Dumesic Daniel A, Oberfield Sharon E, Stener-Victorin Elisabet, Marshall John C, Laven Joop S, Legro Richard S
Department of Obstetrics and Gynecology (D.A.D.), David Geffen School of Medicine at UCLA, Los Angeles, California 90095; Division of Pediatric Endocrinology (S.E.O.), Children's Hospital of New York-Presbyterian, Columbia University College of Physicians and Surgeons, New York, New York 10032; Department of Physiology (E.S.-V.), Karolinska Institutet, 171 77 Stockholm, Sweden; Center for Research in Reproduction and Division of Endocrinology (J.C.M.), Department of Internal Medicine, University of Virginia Health System, Charlottesville, Virginia 22903; Division of Reproductive Medicine (J.S.L.), Department of Obstetrics and Gynecology, Erasmus Medical Center, 3000 CA Rotterdam, The Netherlands; and Department of Obstetrics and Gynecology (R.S.L.), Pennsylvania State University College of Medicine, Hershey, Pennsylvania 17033.
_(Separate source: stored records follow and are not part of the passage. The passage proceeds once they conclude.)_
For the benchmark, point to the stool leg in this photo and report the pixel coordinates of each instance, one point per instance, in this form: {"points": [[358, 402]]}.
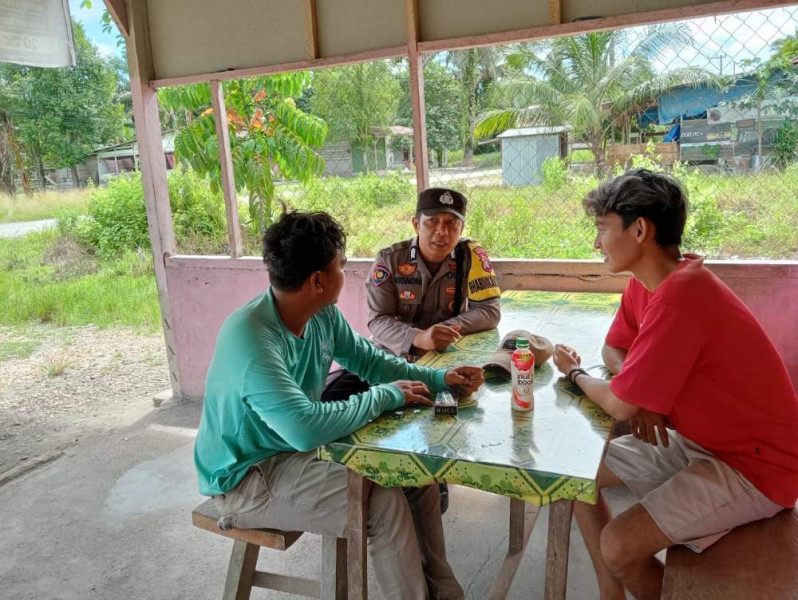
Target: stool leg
{"points": [[333, 568], [241, 571]]}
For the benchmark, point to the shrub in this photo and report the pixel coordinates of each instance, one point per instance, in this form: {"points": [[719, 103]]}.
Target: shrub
{"points": [[117, 217], [555, 172]]}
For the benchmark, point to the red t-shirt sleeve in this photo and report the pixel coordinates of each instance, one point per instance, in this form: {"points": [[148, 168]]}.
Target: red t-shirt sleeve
{"points": [[623, 330], [661, 358]]}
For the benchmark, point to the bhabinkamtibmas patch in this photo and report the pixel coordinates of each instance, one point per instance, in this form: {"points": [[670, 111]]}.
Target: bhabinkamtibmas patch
{"points": [[380, 274], [482, 284]]}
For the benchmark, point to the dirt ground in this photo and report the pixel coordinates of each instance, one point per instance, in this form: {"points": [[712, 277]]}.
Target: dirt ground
{"points": [[60, 386]]}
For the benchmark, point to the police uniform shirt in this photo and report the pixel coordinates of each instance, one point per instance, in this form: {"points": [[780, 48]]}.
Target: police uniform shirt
{"points": [[405, 298]]}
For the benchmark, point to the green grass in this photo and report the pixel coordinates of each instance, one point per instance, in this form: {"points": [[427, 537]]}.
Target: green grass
{"points": [[50, 278], [49, 205], [118, 292], [16, 349]]}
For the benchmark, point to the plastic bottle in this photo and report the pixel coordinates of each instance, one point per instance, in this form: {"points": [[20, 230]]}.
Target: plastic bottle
{"points": [[522, 372]]}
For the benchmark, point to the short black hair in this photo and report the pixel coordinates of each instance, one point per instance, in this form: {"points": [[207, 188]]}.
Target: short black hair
{"points": [[657, 197], [299, 244]]}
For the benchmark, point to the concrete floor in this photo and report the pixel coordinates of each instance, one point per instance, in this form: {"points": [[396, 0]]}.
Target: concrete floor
{"points": [[112, 519]]}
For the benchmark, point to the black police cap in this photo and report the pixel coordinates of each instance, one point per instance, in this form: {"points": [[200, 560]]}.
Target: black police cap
{"points": [[434, 200]]}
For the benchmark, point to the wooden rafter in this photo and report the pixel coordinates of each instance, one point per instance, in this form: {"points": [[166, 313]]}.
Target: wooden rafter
{"points": [[118, 11], [421, 160], [311, 29], [555, 12], [226, 166]]}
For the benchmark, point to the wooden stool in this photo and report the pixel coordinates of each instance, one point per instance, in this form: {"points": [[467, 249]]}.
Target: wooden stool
{"points": [[758, 560], [242, 575]]}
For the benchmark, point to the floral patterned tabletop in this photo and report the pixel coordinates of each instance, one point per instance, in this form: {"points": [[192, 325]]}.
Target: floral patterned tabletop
{"points": [[551, 453]]}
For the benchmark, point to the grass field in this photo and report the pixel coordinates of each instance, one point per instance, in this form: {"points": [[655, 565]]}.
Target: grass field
{"points": [[51, 277], [42, 205], [45, 279]]}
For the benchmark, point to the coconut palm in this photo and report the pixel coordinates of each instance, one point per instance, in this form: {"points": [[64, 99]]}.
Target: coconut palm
{"points": [[476, 69], [269, 135], [592, 83]]}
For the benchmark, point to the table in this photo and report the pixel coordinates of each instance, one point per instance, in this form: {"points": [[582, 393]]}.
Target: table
{"points": [[549, 456]]}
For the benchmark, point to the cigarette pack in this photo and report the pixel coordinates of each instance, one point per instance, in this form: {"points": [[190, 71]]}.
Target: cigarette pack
{"points": [[445, 404]]}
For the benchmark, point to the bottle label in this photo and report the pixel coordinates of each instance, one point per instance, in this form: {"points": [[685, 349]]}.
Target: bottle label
{"points": [[522, 372]]}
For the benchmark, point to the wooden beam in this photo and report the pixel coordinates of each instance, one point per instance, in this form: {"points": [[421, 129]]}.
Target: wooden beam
{"points": [[521, 525], [153, 168], [555, 12], [357, 515], [559, 539], [226, 165], [303, 65], [416, 65], [602, 24], [118, 11], [311, 29]]}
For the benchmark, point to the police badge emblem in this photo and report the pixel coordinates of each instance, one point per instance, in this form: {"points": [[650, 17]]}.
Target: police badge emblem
{"points": [[446, 198]]}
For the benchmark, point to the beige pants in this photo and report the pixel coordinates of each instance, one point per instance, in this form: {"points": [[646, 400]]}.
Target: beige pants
{"points": [[297, 491], [694, 497]]}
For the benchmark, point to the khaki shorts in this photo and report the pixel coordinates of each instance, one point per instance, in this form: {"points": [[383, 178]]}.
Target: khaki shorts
{"points": [[694, 497]]}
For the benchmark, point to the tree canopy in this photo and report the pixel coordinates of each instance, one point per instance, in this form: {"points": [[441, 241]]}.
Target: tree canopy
{"points": [[592, 83], [355, 99], [58, 116], [269, 135], [443, 105]]}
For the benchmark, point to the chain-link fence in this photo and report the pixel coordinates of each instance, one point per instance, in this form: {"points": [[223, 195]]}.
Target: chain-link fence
{"points": [[525, 130]]}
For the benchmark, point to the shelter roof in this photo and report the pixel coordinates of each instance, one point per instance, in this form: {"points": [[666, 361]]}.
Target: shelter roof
{"points": [[530, 131]]}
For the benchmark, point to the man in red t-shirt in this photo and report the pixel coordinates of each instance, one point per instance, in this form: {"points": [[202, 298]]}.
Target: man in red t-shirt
{"points": [[690, 357]]}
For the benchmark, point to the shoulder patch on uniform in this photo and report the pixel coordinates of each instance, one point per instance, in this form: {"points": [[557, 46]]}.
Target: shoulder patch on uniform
{"points": [[403, 245], [482, 284], [407, 269], [379, 274]]}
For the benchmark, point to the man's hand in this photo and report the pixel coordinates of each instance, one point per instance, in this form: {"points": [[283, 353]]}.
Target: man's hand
{"points": [[437, 337], [415, 392], [644, 425], [566, 358], [465, 380]]}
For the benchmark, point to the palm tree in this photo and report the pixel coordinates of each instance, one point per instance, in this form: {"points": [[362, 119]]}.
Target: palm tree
{"points": [[592, 83], [268, 135], [476, 69]]}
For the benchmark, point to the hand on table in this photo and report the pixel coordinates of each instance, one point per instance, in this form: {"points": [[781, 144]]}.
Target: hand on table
{"points": [[415, 392], [644, 425], [437, 337], [566, 358], [465, 380]]}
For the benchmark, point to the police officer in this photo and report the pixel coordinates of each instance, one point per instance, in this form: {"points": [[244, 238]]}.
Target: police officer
{"points": [[427, 292]]}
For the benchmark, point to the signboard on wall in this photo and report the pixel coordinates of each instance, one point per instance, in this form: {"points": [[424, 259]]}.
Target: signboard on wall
{"points": [[698, 130], [37, 33]]}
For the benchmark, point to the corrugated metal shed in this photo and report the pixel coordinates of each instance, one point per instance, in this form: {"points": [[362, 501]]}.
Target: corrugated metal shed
{"points": [[525, 149]]}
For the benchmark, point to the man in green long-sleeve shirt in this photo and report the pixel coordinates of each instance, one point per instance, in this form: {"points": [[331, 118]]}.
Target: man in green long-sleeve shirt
{"points": [[262, 419]]}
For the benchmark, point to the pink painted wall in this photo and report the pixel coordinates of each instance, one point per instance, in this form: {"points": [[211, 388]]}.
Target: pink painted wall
{"points": [[204, 291]]}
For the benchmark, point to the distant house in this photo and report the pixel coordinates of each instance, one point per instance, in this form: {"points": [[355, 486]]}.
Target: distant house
{"points": [[107, 162], [525, 149], [711, 127], [350, 158]]}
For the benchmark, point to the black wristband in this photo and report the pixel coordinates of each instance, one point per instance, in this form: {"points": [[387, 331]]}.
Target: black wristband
{"points": [[574, 373]]}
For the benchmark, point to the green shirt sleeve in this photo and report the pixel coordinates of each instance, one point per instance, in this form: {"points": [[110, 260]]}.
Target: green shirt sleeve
{"points": [[272, 393], [356, 354]]}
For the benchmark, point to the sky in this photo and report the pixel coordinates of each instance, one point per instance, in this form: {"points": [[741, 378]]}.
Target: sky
{"points": [[720, 42], [91, 20]]}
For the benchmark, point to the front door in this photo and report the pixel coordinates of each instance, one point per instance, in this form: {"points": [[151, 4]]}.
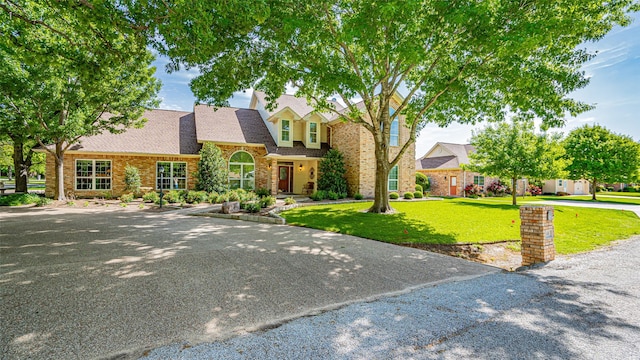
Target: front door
{"points": [[284, 179], [453, 188]]}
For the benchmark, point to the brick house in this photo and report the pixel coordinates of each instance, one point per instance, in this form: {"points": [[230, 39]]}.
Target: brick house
{"points": [[442, 164], [276, 149]]}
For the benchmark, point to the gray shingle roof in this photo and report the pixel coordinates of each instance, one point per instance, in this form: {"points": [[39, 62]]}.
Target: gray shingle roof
{"points": [[298, 105], [231, 125], [165, 132]]}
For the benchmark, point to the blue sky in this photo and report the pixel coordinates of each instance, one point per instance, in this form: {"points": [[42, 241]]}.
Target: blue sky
{"points": [[614, 89]]}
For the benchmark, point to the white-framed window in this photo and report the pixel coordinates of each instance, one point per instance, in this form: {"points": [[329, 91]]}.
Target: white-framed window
{"points": [[171, 175], [285, 131], [93, 175], [242, 171], [394, 131], [393, 178], [313, 132]]}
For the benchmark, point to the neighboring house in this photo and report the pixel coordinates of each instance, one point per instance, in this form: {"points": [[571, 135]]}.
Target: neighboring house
{"points": [[572, 187], [275, 149], [443, 166]]}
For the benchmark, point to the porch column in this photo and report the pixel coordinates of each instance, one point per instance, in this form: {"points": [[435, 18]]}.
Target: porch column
{"points": [[274, 177]]}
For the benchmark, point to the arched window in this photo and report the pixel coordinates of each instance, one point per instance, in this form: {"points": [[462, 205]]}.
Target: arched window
{"points": [[242, 171]]}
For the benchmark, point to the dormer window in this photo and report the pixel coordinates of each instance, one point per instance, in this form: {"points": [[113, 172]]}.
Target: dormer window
{"points": [[286, 130], [313, 133], [394, 131]]}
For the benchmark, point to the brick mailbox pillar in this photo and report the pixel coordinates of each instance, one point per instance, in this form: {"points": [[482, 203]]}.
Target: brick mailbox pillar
{"points": [[536, 232]]}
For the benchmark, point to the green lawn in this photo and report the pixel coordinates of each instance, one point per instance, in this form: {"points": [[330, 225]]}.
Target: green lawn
{"points": [[615, 193], [604, 199], [466, 221]]}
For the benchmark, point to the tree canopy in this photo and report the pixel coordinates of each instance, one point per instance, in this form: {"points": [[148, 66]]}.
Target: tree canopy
{"points": [[601, 156], [515, 151], [72, 70], [456, 61]]}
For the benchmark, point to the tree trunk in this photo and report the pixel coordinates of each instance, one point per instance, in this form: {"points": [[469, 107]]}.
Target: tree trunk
{"points": [[381, 199], [59, 189], [21, 166]]}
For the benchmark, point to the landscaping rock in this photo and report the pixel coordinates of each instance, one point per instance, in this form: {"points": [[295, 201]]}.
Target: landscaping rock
{"points": [[230, 207]]}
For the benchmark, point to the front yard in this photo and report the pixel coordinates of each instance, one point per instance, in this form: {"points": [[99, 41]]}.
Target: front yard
{"points": [[459, 220]]}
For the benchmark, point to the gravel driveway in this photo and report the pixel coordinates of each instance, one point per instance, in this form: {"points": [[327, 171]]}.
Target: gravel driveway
{"points": [[581, 307], [94, 283]]}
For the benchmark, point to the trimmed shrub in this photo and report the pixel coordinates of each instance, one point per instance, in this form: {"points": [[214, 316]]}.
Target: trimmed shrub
{"points": [[423, 181], [332, 172], [126, 198], [262, 192], [318, 195], [132, 180], [252, 207], [212, 174], [267, 201], [151, 196], [173, 196]]}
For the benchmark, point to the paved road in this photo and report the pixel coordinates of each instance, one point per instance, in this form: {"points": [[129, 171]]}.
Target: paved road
{"points": [[83, 283], [583, 307]]}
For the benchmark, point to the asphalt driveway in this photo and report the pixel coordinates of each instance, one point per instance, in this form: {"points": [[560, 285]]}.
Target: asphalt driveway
{"points": [[104, 283]]}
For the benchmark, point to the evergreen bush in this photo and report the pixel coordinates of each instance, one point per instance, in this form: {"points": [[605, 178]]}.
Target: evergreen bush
{"points": [[212, 174], [332, 173]]}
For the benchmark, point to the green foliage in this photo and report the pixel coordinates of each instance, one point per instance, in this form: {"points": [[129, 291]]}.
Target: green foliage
{"points": [[318, 195], [267, 201], [126, 198], [72, 70], [262, 192], [252, 207], [132, 180], [515, 151], [151, 196], [597, 154], [460, 61], [331, 195], [43, 201], [196, 197], [332, 172], [456, 221], [213, 174], [19, 199], [422, 180], [174, 196]]}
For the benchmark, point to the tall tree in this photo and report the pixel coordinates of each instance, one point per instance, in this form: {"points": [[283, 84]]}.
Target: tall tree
{"points": [[597, 154], [72, 70], [459, 61], [515, 151]]}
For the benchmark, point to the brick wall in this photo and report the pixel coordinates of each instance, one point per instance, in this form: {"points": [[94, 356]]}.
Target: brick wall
{"points": [[537, 233], [357, 145], [262, 171], [146, 165]]}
Endocr Rev. 2015 Oct;36(5):487-525. doi: 10.1210/er.2015-1018.
Polycystic ovary syndrome (PCOS) is a heterogeneous and complex disorder that has both adverse reproductive and metabolic implications for affected women. However, there is generally poor understanding of its etiology. Varying expert-based diagnostic criteria utilize some combination of oligo-ovulation, hyperandrogenism, and the presence of polycystic ovaries. Criteria that require hyperandrogenism tend to identify a more severe reproductive and metabolic phenotype. The phenotype can vary by race and ethnicity, is difficult to define in the perimenarchal and perimenopausal period, and is exacerbated by obesity. The pathophysiology involves abnormal gonadotropin secretion from a reduced hypothalamic feedback response to circulating sex steroids, altered ovarian morphology and functional changes, and disordered insulin action in a variety of target tissues. PCOS clusters in families and both female and male relatives can show stigmata of the syndrome, including metabolic abnormalities. Genome-wide association studies have identified a number of candidate regions, although their role in contributing to PCOS is still largely unknown.
多囊卵巢综合征(PCOS)是一种异质性的复杂疾病,对受影响的女性具有不良的生殖和代谢影响。然而,人们对其病因的了解普遍不足。基于专家的不同诊断标准采用了排卵少、高雄激素血症和多囊卵巢存在等一些组合。需要高雄激素血症的标准往往能识别出更严重的生殖和代谢表型。该表型会因种族和民族而有所不同,在月经初潮前后和围绝经期难以界定,且会因肥胖而加重。其病理生理学涉及下丘脑对循环性激素反馈反应降低导致促性腺激素分泌异常、卵巢形态改变和功能变化,以及多种靶组织中胰岛素作用紊乱。PCOS在家族中呈聚集性,女性和男性亲属都可能出现该综合征的特征,包括代谢异常。全基因组关联研究已经确定了一些候选区域,尽管它们在PCOS发病中的作用仍大多未知。